J-08-141
1) – INJONCTION DE PAYER – ORDONNANCE – OPPOSITION – TRIBUNAL – COMPETENCE – RESPECT DES REGLES DE COMPETENCE (OUI) – RECEVABILITE (OUI).
2) – INJONCTION DE PAYER –ORDONNANCE –OPPOSITION – RESPECT DES DELAIS (OUI) – RECEVABILITE DE L’OPPOSITION (OUI).
3) – INJONCTION DE PAYER – ORDONNANCE – OPPOSITION – ASSIGNATION – ASSIGNATION A TOUTES LES PARTIES (OUI) – –RESPECT DES DELAIS D’ASSIGNATION (OUI) – RECEVABILITE DE L’OPPOSITION (OUI).
L’opposition à une ordonnance d’injonction de payer pour être recevable doit être portée devant la juridiction compétente dont le président a rendu la décision d’injonction de payer. Est donc recevable l’opposition formée devant le tribunal de grande instance dont le président a rendu l’ordonnance.
L’opposition contre une ordonnance d’injonction de payer doit être formée dans le délai légal de 15 jours après la signification de l’ordonnance contestée.
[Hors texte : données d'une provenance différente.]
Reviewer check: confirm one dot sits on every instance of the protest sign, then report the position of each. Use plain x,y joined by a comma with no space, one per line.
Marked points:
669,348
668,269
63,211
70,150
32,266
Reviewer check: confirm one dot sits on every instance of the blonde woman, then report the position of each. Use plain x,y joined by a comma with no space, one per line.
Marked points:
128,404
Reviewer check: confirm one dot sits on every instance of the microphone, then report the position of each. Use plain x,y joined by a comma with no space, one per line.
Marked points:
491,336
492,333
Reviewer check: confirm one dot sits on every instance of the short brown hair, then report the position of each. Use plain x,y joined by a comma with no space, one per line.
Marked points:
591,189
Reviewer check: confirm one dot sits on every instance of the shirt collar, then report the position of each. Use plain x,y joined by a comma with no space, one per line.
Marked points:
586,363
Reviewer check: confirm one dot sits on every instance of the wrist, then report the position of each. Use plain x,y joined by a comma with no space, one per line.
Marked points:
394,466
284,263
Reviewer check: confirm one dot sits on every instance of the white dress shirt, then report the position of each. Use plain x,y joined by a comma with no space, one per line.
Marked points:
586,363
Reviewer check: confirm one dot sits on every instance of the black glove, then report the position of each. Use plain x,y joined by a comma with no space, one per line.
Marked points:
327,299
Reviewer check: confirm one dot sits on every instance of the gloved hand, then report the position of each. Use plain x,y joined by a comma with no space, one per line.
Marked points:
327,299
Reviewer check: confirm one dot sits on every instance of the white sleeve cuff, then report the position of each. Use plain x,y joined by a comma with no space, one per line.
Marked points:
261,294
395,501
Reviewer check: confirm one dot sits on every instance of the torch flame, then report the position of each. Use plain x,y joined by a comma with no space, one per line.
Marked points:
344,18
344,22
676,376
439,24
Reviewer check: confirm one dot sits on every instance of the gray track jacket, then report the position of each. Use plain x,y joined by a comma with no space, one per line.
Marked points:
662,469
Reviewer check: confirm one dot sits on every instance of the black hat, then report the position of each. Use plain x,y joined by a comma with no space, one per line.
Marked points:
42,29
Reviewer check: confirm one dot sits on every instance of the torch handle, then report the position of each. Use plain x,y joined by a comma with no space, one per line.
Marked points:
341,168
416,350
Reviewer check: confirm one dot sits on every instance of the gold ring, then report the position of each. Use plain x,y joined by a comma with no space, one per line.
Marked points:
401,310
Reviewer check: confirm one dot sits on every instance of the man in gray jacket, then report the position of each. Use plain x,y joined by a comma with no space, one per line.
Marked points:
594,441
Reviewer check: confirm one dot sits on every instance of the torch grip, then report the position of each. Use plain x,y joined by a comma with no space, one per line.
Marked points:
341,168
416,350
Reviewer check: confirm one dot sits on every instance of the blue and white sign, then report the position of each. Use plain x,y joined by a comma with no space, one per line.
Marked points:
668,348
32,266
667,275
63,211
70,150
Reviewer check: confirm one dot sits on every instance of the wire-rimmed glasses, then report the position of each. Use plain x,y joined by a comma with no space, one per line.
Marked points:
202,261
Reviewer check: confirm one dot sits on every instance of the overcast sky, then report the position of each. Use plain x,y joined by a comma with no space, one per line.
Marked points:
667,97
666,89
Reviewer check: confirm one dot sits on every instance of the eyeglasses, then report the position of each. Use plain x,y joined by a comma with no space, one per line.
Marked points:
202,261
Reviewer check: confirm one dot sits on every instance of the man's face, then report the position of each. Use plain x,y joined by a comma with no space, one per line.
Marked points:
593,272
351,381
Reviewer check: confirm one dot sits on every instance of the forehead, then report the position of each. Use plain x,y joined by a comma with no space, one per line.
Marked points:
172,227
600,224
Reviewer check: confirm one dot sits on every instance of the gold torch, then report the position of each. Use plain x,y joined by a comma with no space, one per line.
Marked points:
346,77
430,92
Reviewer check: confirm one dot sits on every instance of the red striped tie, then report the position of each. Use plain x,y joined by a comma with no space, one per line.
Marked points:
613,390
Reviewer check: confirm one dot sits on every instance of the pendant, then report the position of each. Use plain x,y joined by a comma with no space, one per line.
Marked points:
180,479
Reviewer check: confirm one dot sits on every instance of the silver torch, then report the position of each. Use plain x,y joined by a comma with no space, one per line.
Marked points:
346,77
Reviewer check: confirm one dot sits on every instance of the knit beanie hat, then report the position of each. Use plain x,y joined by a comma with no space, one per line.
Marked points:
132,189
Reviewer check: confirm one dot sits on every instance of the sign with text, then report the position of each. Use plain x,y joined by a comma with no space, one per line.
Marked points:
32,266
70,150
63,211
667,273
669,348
Lorsqu’il ressort de l’exploit d’assignation qui est l’acte par lequel le tribunal est saisi que ce délai a été respecté, doit être rejeté le moyen fondé sur l’irrecevabilité de l’opposition pour non respect des délais.
Lorsqu’il ressort de l’exploit d’assignation que contrairement aux allégations du défendeur l’assignation a été signifiée en même temps au défendeur à l’opposition et au tribunal et que cette assignation a respecté le délai de comparution prévu par la loi, le moyen fondé sur la violation de l’article 11 doit être rejeté.
Tribunal de Grande Instance de la Mifi, JUGEMENT N 94/CIV DU 20 NOVEMBRE 2007, AFFAIRE, TCHOUTEZO Jean Pierre représentant Ets TCHOUTEZO Contre AFFRILAND FIRST BANK S.A.
LE TRIBUNAL
Vu la Loi N 2006/015 du 29 Décembre 2006 portant organisation judiciaire.
Vu l’ordonnance N 23/INJ/2004-2005 rendue le 23 Juillet 2005 par monsieur le président du Tribunal de Grande Instance de la Mifi à Bafoussam.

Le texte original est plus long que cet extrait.